In some sense an orthogonal deformation of these wreath products is given by the cyclotomic Hecke/Ariki-Koike algebras, which are quotients of the affine Hecke algebra. In these the Hecke relations are preserved but the wreath product structure is deformed instead. The finite Hecke algebra for $GL_n$ embeds naturally inside the Ariki-Koike algebras, but is naturally a quotient of the Yokonuma-Hecke algebras. 
Additionally, you could do both deformations at the same time to arrive at cyclotomic and affine Yokonuma-Hecke algebras as in work of Chlouveraki and Poulain d'Andecy.

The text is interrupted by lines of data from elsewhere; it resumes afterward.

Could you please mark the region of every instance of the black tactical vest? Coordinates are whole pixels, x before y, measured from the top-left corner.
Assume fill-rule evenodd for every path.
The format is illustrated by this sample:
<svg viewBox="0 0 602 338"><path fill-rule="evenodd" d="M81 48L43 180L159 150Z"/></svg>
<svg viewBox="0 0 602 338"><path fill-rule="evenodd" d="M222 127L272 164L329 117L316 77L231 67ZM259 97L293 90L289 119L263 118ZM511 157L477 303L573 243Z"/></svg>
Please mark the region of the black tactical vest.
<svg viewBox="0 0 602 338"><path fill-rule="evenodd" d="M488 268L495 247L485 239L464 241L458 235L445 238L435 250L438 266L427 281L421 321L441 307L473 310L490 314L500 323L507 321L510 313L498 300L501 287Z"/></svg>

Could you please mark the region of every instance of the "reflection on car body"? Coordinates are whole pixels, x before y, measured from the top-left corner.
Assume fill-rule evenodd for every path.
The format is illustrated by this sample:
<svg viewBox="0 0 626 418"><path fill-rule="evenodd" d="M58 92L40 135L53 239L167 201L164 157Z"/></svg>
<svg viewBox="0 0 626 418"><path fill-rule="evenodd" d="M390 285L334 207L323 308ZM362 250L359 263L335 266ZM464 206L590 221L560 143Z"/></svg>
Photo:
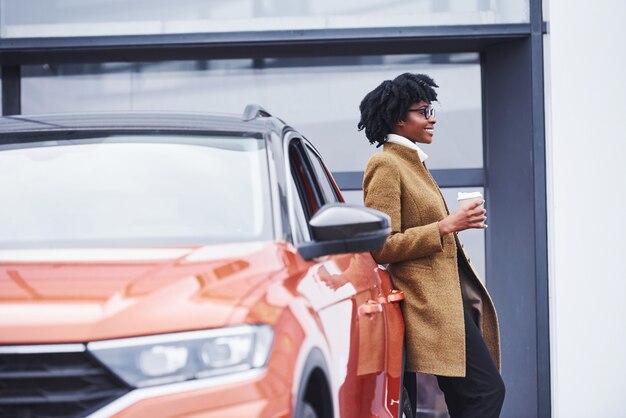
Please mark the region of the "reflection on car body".
<svg viewBox="0 0 626 418"><path fill-rule="evenodd" d="M2 118L0 190L0 416L399 416L389 220L266 111Z"/></svg>

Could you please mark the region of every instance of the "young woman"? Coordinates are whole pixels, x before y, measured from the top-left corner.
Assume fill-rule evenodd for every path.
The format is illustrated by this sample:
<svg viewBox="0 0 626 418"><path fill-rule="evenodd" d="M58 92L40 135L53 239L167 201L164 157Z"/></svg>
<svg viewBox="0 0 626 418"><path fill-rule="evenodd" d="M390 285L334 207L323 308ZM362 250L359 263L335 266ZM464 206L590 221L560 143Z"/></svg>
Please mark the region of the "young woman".
<svg viewBox="0 0 626 418"><path fill-rule="evenodd" d="M452 418L498 417L504 401L496 311L457 236L486 228L482 202L449 213L417 144L435 133L435 82L405 73L360 105L359 130L383 146L365 169L365 205L391 217L373 253L405 294L406 371L437 376Z"/></svg>

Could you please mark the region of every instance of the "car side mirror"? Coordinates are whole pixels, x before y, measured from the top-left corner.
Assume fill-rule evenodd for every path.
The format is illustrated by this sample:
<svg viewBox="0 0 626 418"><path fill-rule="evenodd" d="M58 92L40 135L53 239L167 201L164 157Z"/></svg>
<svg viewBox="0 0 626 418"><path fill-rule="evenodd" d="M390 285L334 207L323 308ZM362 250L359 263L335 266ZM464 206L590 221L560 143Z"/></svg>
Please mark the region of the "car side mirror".
<svg viewBox="0 0 626 418"><path fill-rule="evenodd" d="M298 252L307 260L330 254L374 251L391 233L387 214L363 206L328 203L309 221L313 241L302 243Z"/></svg>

As to the actual question about a duality between Yokonuma-Hecke and the affine Hecke algebra, I don't know. Geometrically, one might suspect something like it based on Bezrukavnikov-Yun. Also, Weideng Cao has some purely algebraic work proving that the Yokonuma-Hecke algebra is isomorphic to a tensor product of (matrix algebras over) cyclotomic Hecke algebras.